I think he will. He's always been the sort of nostalgic type. Seeing how I probably only have 15 years left. I dunno. Twenty? He won't have to wait that long until he can start telling the uncut version where I was a huge brat for the first two years of our relationship. I love you, dude, but again, you're too nostalgic.

When you're a changeling, you're raised in a culture where death is second nature. Maybe that's why I'm so blase about the lifetime discrepancy thing. I'm just happy to be where I am, living on my own accord. Maybe that's why I'm so happy nowadays: low standards. Or maybe it's just the fact that I'm alive. Well, again, low standards. Speaking of life, to answer my earlier question I may not have asked, I guess that's why we're camping right now: to make the most of life.

Clair de Lune. I love that name. It slips off the tongue so deliciously. I think all Prench names do. Actually, I don't know a lot of Prench names. Fluer dis Lee comes to mind. I should write back to her. It's been what, three months? Yeah, note to self, write back to your sponsor.


Nope. Still can't sleep. Not sure why. Hubby's namesake is high in the tree-obscured sky. I like Luna. I'm glad she digs us. I'm glad she didn't bite my head off.
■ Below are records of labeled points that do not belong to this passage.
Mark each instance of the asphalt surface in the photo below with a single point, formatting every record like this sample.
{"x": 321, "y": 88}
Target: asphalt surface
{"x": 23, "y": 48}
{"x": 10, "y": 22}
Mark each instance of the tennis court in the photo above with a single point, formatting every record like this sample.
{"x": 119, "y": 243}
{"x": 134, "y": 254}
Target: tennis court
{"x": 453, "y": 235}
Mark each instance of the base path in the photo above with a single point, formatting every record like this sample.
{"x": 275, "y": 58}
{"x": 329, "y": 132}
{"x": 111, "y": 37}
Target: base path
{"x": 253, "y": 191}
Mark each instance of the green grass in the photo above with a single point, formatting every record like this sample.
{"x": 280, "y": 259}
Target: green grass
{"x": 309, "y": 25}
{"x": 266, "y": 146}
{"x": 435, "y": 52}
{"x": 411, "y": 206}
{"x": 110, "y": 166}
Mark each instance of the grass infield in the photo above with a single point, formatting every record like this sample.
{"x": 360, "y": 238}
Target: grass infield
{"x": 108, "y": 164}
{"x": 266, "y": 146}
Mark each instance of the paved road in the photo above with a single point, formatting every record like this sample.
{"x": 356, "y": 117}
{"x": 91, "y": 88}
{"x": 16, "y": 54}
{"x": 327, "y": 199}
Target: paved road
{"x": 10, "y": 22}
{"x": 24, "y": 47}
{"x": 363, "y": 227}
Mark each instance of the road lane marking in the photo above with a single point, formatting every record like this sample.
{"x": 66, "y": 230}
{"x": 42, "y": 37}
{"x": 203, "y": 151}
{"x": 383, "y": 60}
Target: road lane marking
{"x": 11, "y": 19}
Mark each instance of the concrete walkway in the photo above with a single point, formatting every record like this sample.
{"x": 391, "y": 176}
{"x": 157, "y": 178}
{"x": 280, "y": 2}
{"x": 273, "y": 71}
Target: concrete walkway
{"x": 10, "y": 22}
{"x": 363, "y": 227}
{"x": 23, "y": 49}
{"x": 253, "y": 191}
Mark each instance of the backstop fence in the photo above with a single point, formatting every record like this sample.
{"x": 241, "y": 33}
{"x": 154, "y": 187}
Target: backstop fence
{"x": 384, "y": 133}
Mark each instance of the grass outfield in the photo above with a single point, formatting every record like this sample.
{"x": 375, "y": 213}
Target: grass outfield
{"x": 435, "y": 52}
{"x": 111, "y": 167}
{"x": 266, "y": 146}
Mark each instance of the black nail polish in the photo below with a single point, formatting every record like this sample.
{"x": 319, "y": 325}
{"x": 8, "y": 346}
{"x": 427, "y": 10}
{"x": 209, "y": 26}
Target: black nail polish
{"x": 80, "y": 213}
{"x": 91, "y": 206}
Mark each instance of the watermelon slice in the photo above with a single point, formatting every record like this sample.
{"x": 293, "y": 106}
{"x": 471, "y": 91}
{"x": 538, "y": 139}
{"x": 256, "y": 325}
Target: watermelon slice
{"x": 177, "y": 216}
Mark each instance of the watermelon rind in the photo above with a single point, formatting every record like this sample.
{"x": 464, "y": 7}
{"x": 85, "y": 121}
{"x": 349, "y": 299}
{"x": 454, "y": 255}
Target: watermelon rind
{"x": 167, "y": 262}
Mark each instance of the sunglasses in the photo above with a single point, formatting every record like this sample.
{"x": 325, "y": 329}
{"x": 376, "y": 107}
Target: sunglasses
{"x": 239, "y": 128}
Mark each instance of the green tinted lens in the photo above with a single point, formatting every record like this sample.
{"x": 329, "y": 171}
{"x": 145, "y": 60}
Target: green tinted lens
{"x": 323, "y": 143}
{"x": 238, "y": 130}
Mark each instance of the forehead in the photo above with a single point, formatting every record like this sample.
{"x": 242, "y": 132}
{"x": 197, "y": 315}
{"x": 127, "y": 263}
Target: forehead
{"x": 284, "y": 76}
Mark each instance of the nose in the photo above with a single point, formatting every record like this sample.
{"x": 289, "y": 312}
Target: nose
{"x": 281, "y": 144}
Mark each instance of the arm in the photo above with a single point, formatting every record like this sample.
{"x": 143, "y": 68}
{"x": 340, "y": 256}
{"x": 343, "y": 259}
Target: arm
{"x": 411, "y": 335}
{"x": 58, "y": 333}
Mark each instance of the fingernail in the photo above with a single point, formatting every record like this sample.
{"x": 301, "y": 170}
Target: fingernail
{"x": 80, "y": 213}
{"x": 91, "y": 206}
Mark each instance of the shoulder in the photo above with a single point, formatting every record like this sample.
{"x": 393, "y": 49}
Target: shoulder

Rest in peace Tobby, you unfortunate scoundrel you. Yeah, another note: hang out at attend a night court session soon. I hear they are still not crowded. And I mean, she's been back now for what, fifteen years. That's no longer a drop in the bucket of her banishment years. That's more like a soup spoon now.

Yeah. I like Luna. I should visit her. She gets us. You know, the whole tragic villains posessed by an evil force then forcibly redeemed thing. The thing is, my evil possessor hatched me. Talk about mommy issues. Seriously, Shimmer, visit your darned therapist.

What is it keeping me awake anyway? I'm not proud of my past, but I think I've come to pretty good terms with it. Well, mistakes were made. Yes, I'm aware of how the passive voice shift the blame onto some vague amorphous evil doer. But really, when your mother tells you to do bad stuff, and all you've ever known is doing bad stuff, and it isn't shown to be bad, and etc... Yeah, yeah, I still have residual guilt. But it could have turned out worse. I guess I'm thankful for that.

So, why aren't I asleep? It's almost five. Well, getting there. Not too much longer 'til the sun is out. And I'll be groggy and not want to get up, and then Clair will dump water on me and I'll get faux-angry and tackle him, and then... now I'm hungry. Yay me. But I'll tell you. Freely given love is so much sweeter. If only we'd learned that sooner. Again, I gotta stop digging up the past. Again.

Maybe I'm over thinking everything. Maybe, and hopefully, the "Changeling problem" will just work itself out. Maybe this underwhelming but sleep-depriving ennui will work itself out. Maybe I'll become the next queen.

But I suspect in the end I'll do what I always do: shake him awake, ask for hug to stifle the hunger pangs, get a hug and a nuzzle (a treat!), and fall asleep in his wonderful arms. That sounds nice. Sure, I never really answered my question of why I can't sleep. But maybe I got a little closer. In the end, that's all we can do. Keep on keeping on.